Solve the equation and check for extraneous solutions.
(9/(x+2)) -3=((x+11)/(x+2))

she crossed out all of my work and wrote the answer as: x=6

the second problem is:

Solve the equation and check for extraneous solutions.
((x^2-20)/(x^2-7x+12))=(3/(x-3))+(5/(x-4))

for this one, the answer was: x=1,7

Show us your work so we can see where you are getting stuck.

When dealing with rational equations, you can generally say that the denominator tells you what values are NOT allowed, and the numerator tells you where the solutions are.

Problem 1, first thing to note is that x may not be -2, because (x+2) occurs in denominators. Then you may multiply all terms in the equation by (x+2):
9 - 3(x + 2) = x + 11
. . .

For the 2nd problem, the LCD is (x-3)(x-4), so values x=3 or x=4 are not allowed. Can you place all terms over the LCD, and then solve the quadratic equation in the numerator?

 

[Scotty_Smith]

I know the answer isn't x=6 Dennis. That's why I'm confused and that's why I'm here. Everything in my post is accurate to what is on my paper.

So far what I keep doing is multiplying the equation by x+2 so that I can get rid of fractions. so the equation becomes:
9-3(x+2)=x+11.
Distribute:
9-3x-6=x+11
combine like terms
3-3x=x+11
x on one side
-4x=8
divide
x=-2

But when I plug that into the original problem it doesn't work. I end up with
(9/0)-3=(9/0)

 

[JeffM]

I'm taking a college course where the instructor doesn't teach anything. It's not an online course, but we do all the learning online. We had a test last week and I did pretty bad, the problems that are giving me the most trouble are:

Solve the equation and check for extraneous solutions. There is something very odd about this problem. Extraneous solutions? There is no solution to the equation you show below, namely

\(\displaystyle x \ne - 2\ and\ \dfrac{9}{x + 2} - 3 = \dfrac{x + 11}{x + 2} \implies 9 - 3(x + 2) = x + 11 \implies 9 - 6 - 11 = x + 3x \implies x = - \dfrac{8}{4} = - 2.\) Contradiction.

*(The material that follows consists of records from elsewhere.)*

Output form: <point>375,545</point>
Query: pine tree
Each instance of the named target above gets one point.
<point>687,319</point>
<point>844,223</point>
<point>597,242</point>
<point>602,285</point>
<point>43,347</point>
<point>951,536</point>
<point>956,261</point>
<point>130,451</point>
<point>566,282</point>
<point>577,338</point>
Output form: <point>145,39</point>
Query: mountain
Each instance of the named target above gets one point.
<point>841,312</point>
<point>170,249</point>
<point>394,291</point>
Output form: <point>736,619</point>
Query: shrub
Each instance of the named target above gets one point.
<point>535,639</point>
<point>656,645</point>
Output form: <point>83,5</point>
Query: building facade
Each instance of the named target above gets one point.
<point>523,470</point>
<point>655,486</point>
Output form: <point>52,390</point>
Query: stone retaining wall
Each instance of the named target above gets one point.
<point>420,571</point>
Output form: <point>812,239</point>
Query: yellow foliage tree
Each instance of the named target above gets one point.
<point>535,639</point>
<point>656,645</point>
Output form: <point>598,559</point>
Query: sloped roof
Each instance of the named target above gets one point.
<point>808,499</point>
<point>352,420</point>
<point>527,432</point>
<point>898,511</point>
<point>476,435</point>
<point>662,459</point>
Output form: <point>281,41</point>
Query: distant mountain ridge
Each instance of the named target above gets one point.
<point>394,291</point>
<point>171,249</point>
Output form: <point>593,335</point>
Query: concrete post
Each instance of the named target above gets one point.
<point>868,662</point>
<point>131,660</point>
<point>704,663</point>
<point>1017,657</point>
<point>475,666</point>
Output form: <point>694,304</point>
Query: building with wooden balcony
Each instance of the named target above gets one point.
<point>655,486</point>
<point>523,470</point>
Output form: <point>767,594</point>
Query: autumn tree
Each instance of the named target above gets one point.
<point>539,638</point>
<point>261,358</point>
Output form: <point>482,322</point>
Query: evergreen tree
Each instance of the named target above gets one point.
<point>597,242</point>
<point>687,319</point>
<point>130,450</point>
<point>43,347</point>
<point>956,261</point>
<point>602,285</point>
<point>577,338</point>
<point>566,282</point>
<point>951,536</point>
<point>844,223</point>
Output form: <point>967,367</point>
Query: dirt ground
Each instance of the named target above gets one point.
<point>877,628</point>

(9/(x+2)) -3=((x+11)/(x+2)) Was this the original problem?

she crossed out all of my work and wrote the answer as: x=6

the second problem is:

Solve the equation and check for extraneous solutions.
((x^2-20)/(x^2-7x+12))=(3/(x-3))+(5/(x-4))

for this one, the answer was: x=1,7 This is the correct answer as you can tell by inserting the values of 1 and 7 into the equation. Please show your work so we can see where you have gone astray.

I've been trying to solve these since Thursday and I'm not getting any where. Thank you for any help!

.

 

[Scotty_Smith]

Yes, the first one is the original problem. I was able to complete the second one by multiplying the LCD and solving normally getting x^2-8x+7=0 factoring that into (x-7)(x-1)=0. x=7, x=1.
Every one I ask tells me the same thing; there's no solution for the 1st equation. I'll just have to ask my instructor to prove her answer on Wednesday. >_>
Thanks for all of your answers on this question.